Я знаю подобные семьи, старательно строившие толстые стены между своими жизнями и окружающей реальностью. Я уехал еще из СССР, давно, в 1987 году, но периодически приезжал в Россию — до 2018 года. Когда-то я был интеллигентным человеком, а не инвестиционным банкиром, заканчивал филфак МГУ. Один из мои друзей, соученик по филфаку, — специалист по итальянской мемуаристике XVII века. Его замечательная жена — знаток творчества Анни Жирардо, такая достаточно узкая, но очень нужная специализация. Они жили, как множество семей, в своем, отдельном от страны мире: ставили домашние спектакли, делали к ним костюмы, писали тексты — прекрасная аквариумная жизнь.

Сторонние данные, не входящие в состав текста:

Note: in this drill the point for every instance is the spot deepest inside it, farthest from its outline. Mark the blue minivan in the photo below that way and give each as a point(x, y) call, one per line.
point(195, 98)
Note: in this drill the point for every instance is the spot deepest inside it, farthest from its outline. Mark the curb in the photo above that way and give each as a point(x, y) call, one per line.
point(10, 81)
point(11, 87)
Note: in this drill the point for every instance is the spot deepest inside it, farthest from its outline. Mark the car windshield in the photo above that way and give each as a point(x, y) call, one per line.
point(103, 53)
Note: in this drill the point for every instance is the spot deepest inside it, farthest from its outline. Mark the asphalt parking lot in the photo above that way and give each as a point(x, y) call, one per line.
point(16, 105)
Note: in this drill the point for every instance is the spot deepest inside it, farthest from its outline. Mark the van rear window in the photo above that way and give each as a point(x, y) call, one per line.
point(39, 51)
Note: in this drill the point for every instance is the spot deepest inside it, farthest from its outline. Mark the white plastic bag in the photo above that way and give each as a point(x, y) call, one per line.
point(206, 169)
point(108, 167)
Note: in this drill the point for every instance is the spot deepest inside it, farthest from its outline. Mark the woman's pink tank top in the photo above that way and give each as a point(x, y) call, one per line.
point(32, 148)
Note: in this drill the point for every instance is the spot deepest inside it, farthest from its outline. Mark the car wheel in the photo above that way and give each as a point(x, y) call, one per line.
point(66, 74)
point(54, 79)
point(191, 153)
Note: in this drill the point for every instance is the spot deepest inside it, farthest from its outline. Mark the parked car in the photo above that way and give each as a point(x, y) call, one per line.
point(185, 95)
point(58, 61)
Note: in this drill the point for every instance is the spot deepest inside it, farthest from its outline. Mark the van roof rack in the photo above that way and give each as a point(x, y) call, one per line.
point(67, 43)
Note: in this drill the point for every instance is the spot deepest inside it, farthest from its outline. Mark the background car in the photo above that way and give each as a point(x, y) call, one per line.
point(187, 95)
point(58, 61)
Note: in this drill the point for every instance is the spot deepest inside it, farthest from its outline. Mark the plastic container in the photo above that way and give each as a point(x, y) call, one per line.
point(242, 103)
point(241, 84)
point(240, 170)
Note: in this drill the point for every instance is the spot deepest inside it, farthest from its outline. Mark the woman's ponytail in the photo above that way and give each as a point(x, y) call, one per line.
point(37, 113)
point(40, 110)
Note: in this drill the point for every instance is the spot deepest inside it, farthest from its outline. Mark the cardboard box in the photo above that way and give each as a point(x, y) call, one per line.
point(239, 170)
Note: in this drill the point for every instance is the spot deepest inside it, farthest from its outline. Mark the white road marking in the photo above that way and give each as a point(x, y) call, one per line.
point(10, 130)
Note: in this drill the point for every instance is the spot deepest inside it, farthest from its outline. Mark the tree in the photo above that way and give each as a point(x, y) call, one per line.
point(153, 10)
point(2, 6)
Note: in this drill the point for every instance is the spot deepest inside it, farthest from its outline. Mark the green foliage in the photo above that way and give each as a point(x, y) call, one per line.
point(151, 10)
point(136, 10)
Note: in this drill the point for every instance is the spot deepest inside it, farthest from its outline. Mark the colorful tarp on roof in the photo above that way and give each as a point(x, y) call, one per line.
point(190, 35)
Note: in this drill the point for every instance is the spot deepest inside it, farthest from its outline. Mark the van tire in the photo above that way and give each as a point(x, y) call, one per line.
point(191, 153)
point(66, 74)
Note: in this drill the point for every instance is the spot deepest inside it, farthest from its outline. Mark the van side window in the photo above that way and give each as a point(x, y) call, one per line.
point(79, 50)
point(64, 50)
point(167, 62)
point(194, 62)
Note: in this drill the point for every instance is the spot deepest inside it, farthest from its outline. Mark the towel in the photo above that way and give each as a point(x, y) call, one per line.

Когда в 2022 году Путин начал войну, они вспомнили, что их сыну почти 17 лет. Они-то, может, в аквариуме еще и доживут, но вот сын через полтора года будет юношей призывного возраста, и кто его знает, что случится. В романе есть фраза: «Война началась в телевизоре. Потом танки скатились с голубого экрана и въехали в наши квартиры. Вместе с войной».

— Но, в принципе, насколько вы в курсе российской действительности, повестки?

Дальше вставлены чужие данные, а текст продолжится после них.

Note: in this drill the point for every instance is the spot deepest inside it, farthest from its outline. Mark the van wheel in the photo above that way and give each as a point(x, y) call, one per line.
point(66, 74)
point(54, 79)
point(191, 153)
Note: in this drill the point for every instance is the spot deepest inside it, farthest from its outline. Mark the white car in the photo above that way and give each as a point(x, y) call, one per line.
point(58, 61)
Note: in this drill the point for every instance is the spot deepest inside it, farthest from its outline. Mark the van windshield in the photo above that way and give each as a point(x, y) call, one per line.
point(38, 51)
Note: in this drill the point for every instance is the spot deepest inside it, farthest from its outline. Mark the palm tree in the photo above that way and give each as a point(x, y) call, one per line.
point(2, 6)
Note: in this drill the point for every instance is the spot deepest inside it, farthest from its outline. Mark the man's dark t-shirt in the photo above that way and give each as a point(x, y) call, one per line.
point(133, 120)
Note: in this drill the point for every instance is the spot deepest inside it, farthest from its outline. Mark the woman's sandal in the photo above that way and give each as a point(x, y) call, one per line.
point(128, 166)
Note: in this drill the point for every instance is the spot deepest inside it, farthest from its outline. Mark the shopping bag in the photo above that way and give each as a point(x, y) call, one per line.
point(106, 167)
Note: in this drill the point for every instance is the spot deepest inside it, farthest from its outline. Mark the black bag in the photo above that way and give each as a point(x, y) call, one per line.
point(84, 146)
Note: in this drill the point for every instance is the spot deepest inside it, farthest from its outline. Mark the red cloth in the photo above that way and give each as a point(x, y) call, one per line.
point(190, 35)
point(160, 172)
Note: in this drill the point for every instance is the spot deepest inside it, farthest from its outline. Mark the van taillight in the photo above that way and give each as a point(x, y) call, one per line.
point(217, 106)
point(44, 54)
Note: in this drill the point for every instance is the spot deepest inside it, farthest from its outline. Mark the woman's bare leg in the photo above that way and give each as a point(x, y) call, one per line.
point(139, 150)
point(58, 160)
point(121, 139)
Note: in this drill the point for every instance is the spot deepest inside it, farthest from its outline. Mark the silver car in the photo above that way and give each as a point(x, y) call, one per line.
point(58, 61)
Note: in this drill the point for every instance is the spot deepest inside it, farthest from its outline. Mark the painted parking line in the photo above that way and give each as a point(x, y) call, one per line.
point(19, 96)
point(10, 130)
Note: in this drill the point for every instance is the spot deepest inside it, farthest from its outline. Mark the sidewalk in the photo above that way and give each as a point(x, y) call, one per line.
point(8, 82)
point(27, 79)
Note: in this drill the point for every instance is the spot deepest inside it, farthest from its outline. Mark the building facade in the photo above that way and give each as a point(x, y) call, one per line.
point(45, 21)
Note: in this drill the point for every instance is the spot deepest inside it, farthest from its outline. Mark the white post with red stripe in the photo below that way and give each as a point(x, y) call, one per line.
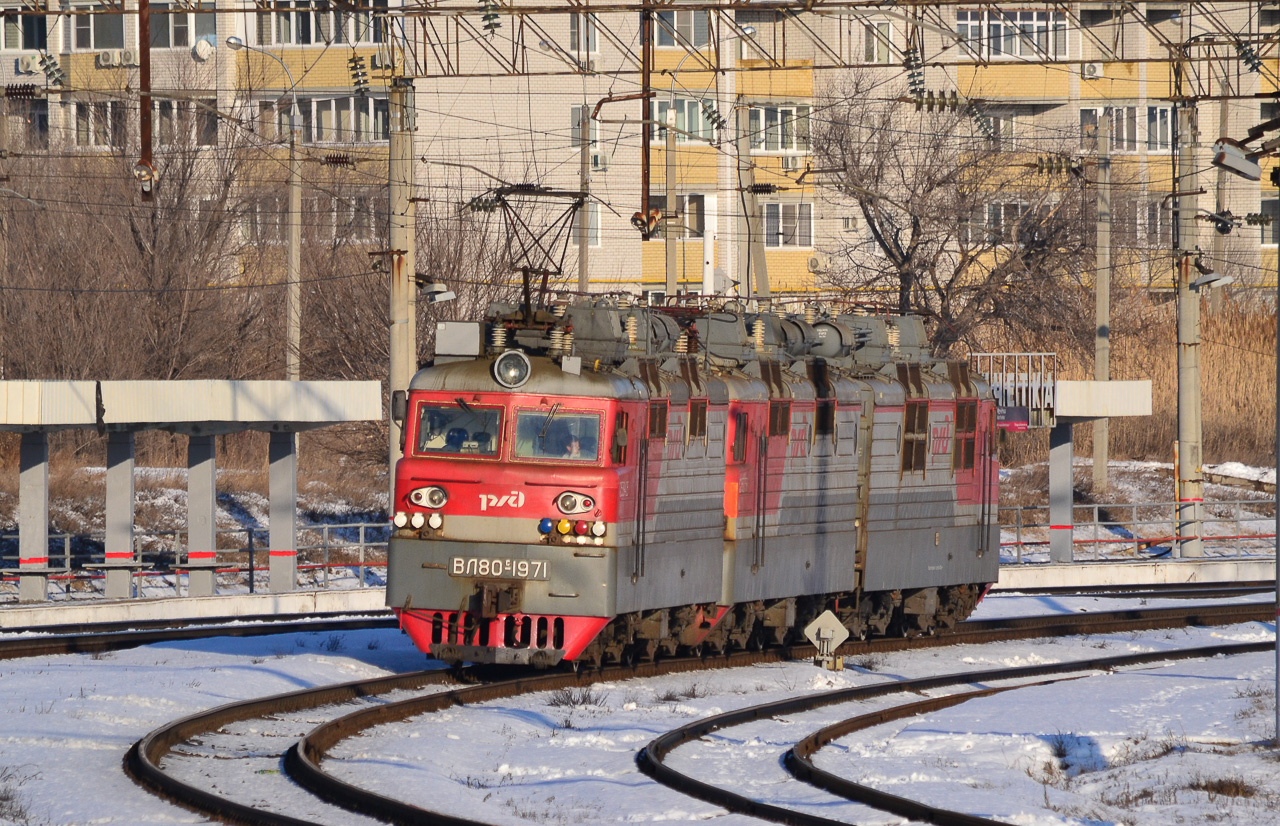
point(1060, 492)
point(33, 516)
point(283, 489)
point(201, 515)
point(119, 515)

— Не могу сказать, что в курсе российской повестки, поскольку я там не живу и как россиянин никогда не жил. Но из-за того, что последние два с половиной года я вовлечен в общественную деятельность (не волею судеб, а волею моих друзей — Григория Чхартишвили, Михаила Барышникова и Сергея Гуриева; как человек, наиболее некомпетентный в этой области, я являюсь управляющим директором британской общественной организации «Настоящая Россия»), то, естественно, познакомился с той стратой российского общества, которая называет себя «релокация». Вот ее я более-менее знаю: после начала войны появилось колоссальное количество организаций, основанных российскими релокантами, занимающихся помощью украинским беженцам как вне Украины, так и внутри нее. Я, безусловно, хуже знаю жизнь внутри России. Но «российские» персонажи моего последнего романа — это, конечно, собирательные образы. А вот из тех, кого герои встречают, уехав из страны, — да, там были реальные прототипы.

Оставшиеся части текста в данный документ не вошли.